What is it about? I of course cannot tell you. I saw some answers in Chardin and Tilich, Christian Philosophers. I found more in Heschel and Buber, Jewish Philosophers. I found it in particular in Buber’s “I & Thou” The transcendent encounter with “Thou” offers credence to the possibility produced in the transformation."

I finally found the most extensive answer and the simplest in the teachings of Buddhism. AA is Buddhism Applied to Living. On finally studying Buddhism more than 30 years after my recovery from alcoholism I found the why for what happened and progressed in me.

I stepped beyond the material consequence and found my overall consciousness waiting to be worked with and worked for bettering my lot. Love, compassion, meditation, egolessness, accepting the illusion of our lives; it is in the concepts suggested by the foregoing words that I found the starting key. Humbly and respectfully utilizing these keys, working with our involvement in this giant algorithm that is this illusion of what we believe to be our life, that is where the answer for the purpose of this life is found.

Alcoholism has been the watershed of my life. Everything that occurred before my recovery was leading to my AA experience. Everything that followed that initial exposure to AA has been a building block to the transformation that has occurred within me as a result.

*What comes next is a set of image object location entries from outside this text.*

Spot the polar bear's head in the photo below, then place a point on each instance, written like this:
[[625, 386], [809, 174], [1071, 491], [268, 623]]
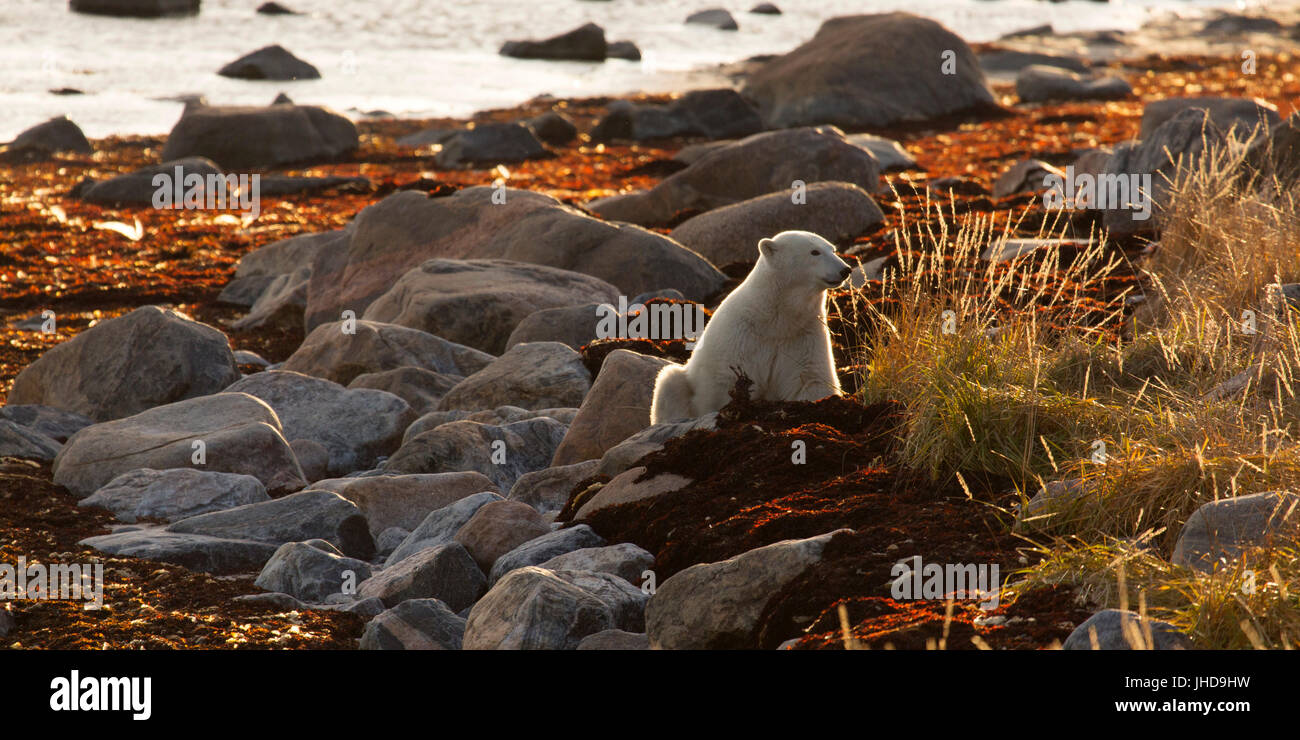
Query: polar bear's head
[[804, 256]]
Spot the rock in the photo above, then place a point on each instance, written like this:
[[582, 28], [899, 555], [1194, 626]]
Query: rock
[[549, 489], [290, 519], [570, 325], [407, 229], [553, 128], [714, 17], [312, 457], [445, 572], [714, 113], [616, 407], [1119, 630], [1221, 531], [441, 526], [498, 528], [1036, 83], [532, 609], [24, 442], [47, 420], [649, 440], [243, 138], [537, 375], [375, 346], [421, 389], [479, 303], [138, 189], [624, 488], [624, 559], [356, 425], [493, 418], [757, 165], [1171, 151], [258, 269], [174, 493], [836, 211], [404, 501], [716, 606], [415, 624], [57, 134], [623, 50], [545, 548], [489, 145], [1025, 176], [269, 63], [238, 435], [888, 152], [1244, 115], [584, 43], [310, 574], [871, 72], [135, 8], [195, 552]]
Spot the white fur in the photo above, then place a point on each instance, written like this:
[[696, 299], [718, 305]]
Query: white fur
[[772, 328]]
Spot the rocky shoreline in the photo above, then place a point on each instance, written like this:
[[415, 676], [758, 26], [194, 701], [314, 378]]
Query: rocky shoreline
[[380, 411]]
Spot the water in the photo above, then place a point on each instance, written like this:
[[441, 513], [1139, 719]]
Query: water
[[423, 57]]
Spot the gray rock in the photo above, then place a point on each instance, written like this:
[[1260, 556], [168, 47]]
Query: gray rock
[[501, 453], [624, 559], [243, 138], [716, 606], [837, 211], [532, 609], [479, 303], [445, 572], [415, 624], [269, 63], [310, 574], [174, 494], [541, 549], [290, 519], [549, 489], [1119, 630], [356, 427], [441, 526], [202, 553], [870, 72], [330, 354], [237, 433], [1221, 531], [128, 364], [537, 375]]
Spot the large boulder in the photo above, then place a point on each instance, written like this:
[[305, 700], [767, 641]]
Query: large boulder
[[228, 432], [716, 606], [836, 211], [254, 138], [501, 453], [355, 425], [616, 407], [871, 72], [537, 375], [407, 229], [269, 63], [480, 302], [329, 351], [765, 163], [128, 364], [584, 43]]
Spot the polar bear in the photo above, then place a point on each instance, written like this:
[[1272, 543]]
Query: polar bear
[[772, 328]]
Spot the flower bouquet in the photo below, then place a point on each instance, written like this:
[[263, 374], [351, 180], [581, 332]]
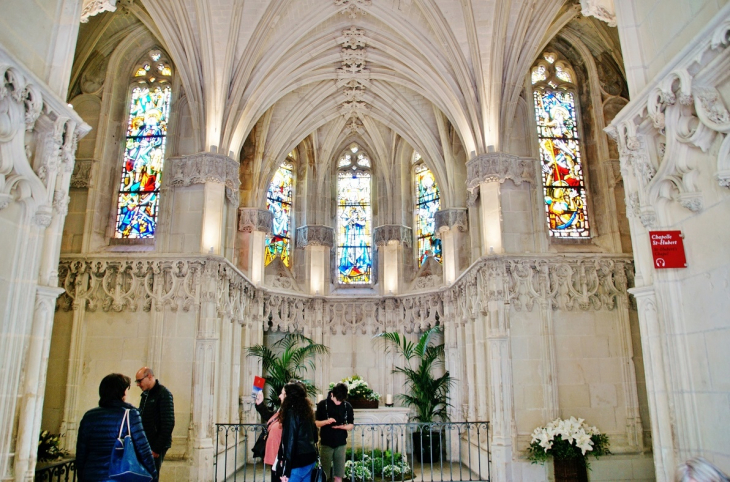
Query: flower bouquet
[[359, 391], [567, 439]]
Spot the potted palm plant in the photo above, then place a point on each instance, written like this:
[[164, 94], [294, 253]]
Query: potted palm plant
[[287, 359], [426, 393]]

This describes the training wheels I acquired in AA and applied to the rest of my life. I call these training wheels “Acceptance”. Accepting what is and working with that rather than trying to deal with what I would rather it be. This has brought me untold peace.

I could never have chosen to be the miserable drunk I was. I could never have chosen to be a recovered “Alky” the rest of my life. The circumstances of alcoholism forced me to change course in the life I had lived to the time of my recovery. The change was not something I willingly chose. It was nonetheless something over which I had no choice.

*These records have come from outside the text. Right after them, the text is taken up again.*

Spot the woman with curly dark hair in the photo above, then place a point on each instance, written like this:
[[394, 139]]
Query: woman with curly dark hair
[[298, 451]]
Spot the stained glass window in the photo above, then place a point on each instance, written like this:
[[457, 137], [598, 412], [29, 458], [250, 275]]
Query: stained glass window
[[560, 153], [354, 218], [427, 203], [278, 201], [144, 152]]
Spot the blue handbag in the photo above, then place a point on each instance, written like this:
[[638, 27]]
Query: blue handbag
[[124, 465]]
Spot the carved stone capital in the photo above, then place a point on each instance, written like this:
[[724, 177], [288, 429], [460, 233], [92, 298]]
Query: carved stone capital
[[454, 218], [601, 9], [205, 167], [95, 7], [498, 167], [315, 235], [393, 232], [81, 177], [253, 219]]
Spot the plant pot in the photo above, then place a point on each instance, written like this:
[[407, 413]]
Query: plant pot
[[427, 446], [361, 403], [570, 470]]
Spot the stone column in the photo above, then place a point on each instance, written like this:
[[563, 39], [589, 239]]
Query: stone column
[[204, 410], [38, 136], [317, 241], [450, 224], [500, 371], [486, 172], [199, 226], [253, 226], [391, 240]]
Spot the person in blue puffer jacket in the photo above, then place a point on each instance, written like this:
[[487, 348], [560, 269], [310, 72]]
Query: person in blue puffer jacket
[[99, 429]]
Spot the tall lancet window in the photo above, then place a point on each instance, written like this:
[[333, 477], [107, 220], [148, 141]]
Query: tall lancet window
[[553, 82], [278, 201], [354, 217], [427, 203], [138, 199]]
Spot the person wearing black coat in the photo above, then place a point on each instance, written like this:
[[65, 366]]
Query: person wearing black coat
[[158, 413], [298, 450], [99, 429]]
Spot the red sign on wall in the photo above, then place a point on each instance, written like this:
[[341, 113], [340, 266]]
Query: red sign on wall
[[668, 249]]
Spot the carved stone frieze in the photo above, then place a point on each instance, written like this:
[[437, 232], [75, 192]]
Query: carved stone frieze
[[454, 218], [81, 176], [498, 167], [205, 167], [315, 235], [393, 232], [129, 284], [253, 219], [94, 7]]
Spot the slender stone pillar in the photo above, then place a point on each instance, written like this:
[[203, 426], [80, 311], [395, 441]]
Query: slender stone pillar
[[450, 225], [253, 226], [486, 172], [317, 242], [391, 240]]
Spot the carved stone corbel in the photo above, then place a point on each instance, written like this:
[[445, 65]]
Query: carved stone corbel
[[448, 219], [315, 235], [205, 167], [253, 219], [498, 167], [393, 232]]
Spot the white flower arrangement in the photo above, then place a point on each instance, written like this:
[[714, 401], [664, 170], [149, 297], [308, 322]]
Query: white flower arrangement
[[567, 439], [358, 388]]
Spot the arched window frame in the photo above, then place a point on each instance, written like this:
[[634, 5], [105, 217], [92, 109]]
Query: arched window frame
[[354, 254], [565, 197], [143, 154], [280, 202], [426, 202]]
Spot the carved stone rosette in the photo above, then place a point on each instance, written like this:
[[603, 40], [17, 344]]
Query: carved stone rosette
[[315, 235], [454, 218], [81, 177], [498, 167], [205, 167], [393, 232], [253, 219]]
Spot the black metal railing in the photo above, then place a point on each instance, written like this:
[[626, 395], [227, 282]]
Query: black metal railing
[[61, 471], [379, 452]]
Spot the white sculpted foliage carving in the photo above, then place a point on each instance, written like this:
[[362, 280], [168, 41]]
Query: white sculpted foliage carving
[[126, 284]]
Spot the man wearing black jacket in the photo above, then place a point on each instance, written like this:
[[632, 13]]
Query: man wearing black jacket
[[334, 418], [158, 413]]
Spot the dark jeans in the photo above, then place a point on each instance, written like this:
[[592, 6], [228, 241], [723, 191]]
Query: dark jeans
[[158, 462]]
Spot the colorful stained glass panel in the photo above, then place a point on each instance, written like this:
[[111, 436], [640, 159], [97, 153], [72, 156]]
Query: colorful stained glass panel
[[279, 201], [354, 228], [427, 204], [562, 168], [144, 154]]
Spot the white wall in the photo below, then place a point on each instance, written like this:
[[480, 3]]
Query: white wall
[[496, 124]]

The results were formidable, and they continued. They continued right down to my being diagnosed with AD.

Given that diagnosis I saw but two alternatives from which to choose.

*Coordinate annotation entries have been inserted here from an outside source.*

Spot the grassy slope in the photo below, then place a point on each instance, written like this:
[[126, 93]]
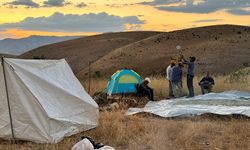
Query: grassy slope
[[79, 52], [220, 49]]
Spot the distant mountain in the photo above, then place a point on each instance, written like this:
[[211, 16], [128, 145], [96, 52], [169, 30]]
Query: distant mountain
[[19, 46], [220, 49]]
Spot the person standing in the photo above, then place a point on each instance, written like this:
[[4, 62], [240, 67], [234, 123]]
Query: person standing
[[190, 74], [176, 80], [169, 74], [206, 84]]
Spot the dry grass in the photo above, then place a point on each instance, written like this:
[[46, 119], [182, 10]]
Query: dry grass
[[150, 132]]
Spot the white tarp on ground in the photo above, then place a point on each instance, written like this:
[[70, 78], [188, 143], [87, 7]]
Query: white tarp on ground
[[47, 102], [225, 103]]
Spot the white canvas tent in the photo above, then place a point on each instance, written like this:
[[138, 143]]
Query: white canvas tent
[[42, 101]]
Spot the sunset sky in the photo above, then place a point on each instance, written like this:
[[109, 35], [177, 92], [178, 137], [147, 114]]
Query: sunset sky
[[22, 18]]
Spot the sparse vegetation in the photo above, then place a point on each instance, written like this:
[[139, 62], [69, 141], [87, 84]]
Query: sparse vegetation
[[145, 131], [39, 57]]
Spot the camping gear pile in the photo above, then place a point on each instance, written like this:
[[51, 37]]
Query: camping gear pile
[[225, 103], [42, 101]]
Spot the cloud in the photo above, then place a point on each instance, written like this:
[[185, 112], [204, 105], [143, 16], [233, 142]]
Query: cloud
[[55, 3], [160, 2], [81, 5], [58, 22], [205, 6], [27, 3], [207, 20], [239, 11]]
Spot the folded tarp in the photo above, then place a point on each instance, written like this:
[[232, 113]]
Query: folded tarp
[[225, 103]]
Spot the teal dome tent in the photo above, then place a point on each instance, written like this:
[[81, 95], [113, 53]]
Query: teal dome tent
[[123, 82]]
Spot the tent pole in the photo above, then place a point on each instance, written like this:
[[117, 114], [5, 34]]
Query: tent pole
[[8, 100]]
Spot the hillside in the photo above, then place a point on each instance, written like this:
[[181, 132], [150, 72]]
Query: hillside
[[79, 52], [220, 49], [19, 46]]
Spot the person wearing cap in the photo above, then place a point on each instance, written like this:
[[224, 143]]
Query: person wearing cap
[[190, 74], [146, 89], [168, 76]]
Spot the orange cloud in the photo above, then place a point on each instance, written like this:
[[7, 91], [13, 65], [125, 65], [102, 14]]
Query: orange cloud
[[16, 33]]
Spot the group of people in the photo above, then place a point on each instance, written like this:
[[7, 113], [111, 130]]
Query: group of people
[[174, 76], [174, 73]]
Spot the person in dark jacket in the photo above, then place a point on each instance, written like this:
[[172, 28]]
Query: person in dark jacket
[[146, 89], [176, 80], [206, 84], [190, 74]]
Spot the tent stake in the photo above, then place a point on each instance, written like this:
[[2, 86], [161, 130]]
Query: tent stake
[[8, 101]]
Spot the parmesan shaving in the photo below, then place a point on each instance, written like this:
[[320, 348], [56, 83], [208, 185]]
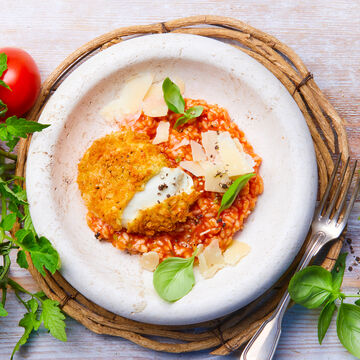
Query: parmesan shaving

The first choice: Suffer it and all its consequences. Ask “why me, haven’t I had enough?” and lament it from thereon in.

The second choice: Accept it; acknowledge there is nothing I can do about it. In that I can then look for some good because of it.

It is the second choice I have made. If writing this, my personal experience of these events, if it can be of some good for you or anyone else who might read this, then my having AD is purposeful and fulfilling for me.

That is the Buddhism I see and incorporate into my life. It is the exercise of love and compassion for the suffering of others, the desire to relieve that suffering, that is my gift in life, my source of satisfaction. It is directing my attention away from me to the needs of others. It is my spiritual goal.

I was educated Christian, in Catholic Schools, four years with the Benedictines in College. After AA and spiritual awakening I searched for more. I found spiritual fulfillment in Reform Judaism. My favorite field of study is comparative religion. It was in the pursuit of this I read Karen Armstrong’s “The Great Transformation” a treatise about the Axial Age named such by Karl Jaspers. From this I read Armstrong’s “Life of Buddha.”

Reading of Buddha and about Buddhism has been a further transformational development for me. It names and codifies the experience of AA applied to all of life. As such I remain grounded in Christianity, affiliated with Judaism, enamored by Buddhism, now able to call myself a JewBu!